Identification of noncollagenous sites encoding specific interactions and quaternary assembly of α3α4α5(IV) collagen: Implications for Alport gene therapy

Abstract

Defective assembly of α3α4α5(IV) collagen in the glomerular basement membrane causes Alport syndrome, a hereditary glomerulonephritis progressing to end-stage kidney failure. Assembly of collagen IV chains into heterotrimeric molecules and networks is driven by their noncollagenous (NC1) domains, but the sites encoding the specificity of these interactions are not known.
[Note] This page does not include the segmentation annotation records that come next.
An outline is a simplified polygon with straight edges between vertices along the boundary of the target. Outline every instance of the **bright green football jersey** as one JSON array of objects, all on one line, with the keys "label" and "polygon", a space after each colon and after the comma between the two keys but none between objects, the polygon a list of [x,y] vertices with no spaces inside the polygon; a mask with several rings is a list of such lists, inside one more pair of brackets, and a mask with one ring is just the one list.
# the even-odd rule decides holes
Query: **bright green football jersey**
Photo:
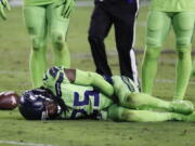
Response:
[{"label": "bright green football jersey", "polygon": [[106,119],[106,109],[113,101],[93,87],[77,85],[67,79],[64,68],[49,69],[43,79],[46,88],[63,98],[68,107],[63,117],[66,119],[95,118]]},{"label": "bright green football jersey", "polygon": [[164,12],[195,11],[195,0],[152,0],[151,10]]}]

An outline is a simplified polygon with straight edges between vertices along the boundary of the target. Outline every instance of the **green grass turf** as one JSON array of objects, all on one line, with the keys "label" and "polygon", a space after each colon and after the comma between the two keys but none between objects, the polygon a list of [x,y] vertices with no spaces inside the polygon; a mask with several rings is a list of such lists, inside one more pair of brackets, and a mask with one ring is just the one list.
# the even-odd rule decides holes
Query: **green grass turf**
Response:
[{"label": "green grass turf", "polygon": [[[87,32],[92,8],[76,9],[68,34],[72,53],[72,66],[84,70],[94,70]],[[136,26],[136,48],[144,48],[144,29],[147,8],[140,10]],[[20,94],[30,89],[28,70],[29,37],[23,24],[22,10],[12,9],[8,21],[0,21],[0,91],[14,90]],[[174,36],[171,31],[165,43],[166,49],[174,49]],[[193,39],[194,42],[194,39]],[[106,39],[109,64],[115,75],[118,61],[115,50],[114,31]],[[193,48],[194,44],[193,44]],[[51,44],[49,43],[49,66],[52,65]],[[138,54],[139,70],[143,54]],[[174,81],[176,55],[164,54],[159,62],[157,79]],[[194,79],[187,88],[186,99],[195,103]],[[173,82],[156,82],[154,95],[171,99]],[[112,121],[25,121],[14,111],[0,111],[0,142],[51,144],[57,146],[194,146],[195,123],[159,122],[128,123]],[[12,146],[0,144],[0,146]]]}]

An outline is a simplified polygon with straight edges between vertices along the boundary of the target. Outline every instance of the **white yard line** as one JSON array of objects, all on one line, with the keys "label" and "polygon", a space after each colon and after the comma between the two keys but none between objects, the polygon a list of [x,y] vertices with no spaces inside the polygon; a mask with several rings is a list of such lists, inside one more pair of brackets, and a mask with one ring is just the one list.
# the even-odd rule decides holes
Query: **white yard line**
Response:
[{"label": "white yard line", "polygon": [[36,144],[36,143],[26,143],[26,142],[17,142],[17,141],[0,141],[0,144],[10,144],[10,145],[20,145],[20,146],[54,146],[50,144]]}]

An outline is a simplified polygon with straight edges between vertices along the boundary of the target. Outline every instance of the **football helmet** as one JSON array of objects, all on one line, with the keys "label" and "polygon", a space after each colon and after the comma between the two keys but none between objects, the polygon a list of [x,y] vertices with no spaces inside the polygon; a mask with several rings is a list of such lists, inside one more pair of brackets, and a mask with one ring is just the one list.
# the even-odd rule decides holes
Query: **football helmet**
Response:
[{"label": "football helmet", "polygon": [[[54,97],[53,93],[44,88],[26,91],[21,96],[20,112],[27,120],[55,119],[58,116],[58,106],[54,102]],[[48,109],[48,105],[53,105],[52,114]]]}]

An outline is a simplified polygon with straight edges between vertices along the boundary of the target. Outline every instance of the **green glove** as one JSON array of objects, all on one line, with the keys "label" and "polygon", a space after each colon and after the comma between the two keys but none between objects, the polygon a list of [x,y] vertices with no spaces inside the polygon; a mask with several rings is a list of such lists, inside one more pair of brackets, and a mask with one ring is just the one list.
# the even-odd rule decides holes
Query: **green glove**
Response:
[{"label": "green glove", "polygon": [[75,8],[75,0],[61,0],[57,6],[63,5],[62,16],[69,18]]},{"label": "green glove", "polygon": [[0,16],[3,18],[3,19],[6,19],[6,15],[4,13],[4,8],[6,10],[11,10],[10,9],[10,4],[8,3],[8,0],[0,0]]}]

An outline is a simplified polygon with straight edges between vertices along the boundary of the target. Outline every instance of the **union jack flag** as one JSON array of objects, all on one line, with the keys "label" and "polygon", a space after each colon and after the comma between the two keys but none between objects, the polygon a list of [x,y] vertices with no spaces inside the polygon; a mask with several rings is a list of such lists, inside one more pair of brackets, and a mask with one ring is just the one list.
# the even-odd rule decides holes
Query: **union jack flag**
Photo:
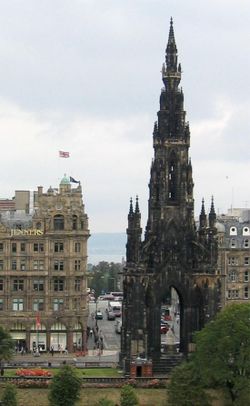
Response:
[{"label": "union jack flag", "polygon": [[59,151],[60,158],[69,158],[69,152],[66,151]]}]

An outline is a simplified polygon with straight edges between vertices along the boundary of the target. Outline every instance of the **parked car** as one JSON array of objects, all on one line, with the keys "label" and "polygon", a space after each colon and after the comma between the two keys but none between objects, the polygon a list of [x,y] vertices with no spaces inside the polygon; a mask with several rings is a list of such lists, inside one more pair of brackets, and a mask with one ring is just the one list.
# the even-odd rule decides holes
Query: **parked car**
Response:
[{"label": "parked car", "polygon": [[169,326],[167,324],[161,324],[161,334],[166,334],[169,330]]},{"label": "parked car", "polygon": [[107,311],[107,320],[115,320],[115,313],[112,310]]},{"label": "parked car", "polygon": [[96,318],[96,320],[102,320],[103,319],[103,314],[102,314],[101,310],[97,310],[97,312],[95,314],[95,318]]}]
To identify the sites directing quaternary assembly of α3α4α5(IV) collagen, correctly folded NC1 chimeras were produced, and their interactions with other NC1 monomers were evaluated. All α1/α5 chimeras containing α5NC1 residues 188-227 replicated the ability of α5NC1 to bind to α3NC1 and co-assemble into NC1 hexamers. Conversely, substitution of α5NC1 residues 188-227 by α1NC1 abolished these quaternary interactions. The amino-terminal 58 residues of α3NC1 encoded binding to α5NC1, but this interaction was not sufficient for hexamer co-assembly. Because α5NC1 residues 188-227 are necessary and sufficient for assembly into α3α4α5NC1 hexamers, whereas the immunodominant alloantigenic sites of α5NC1 do not encode specific quaternary interactions, the findings provide a basis for the rational design of less immunogenic α5(IV) collagen constructs for the gene therapy of X-linked Alport patients. © 2008 by The American Society for Biochemistry and Molecular Biology, Inc.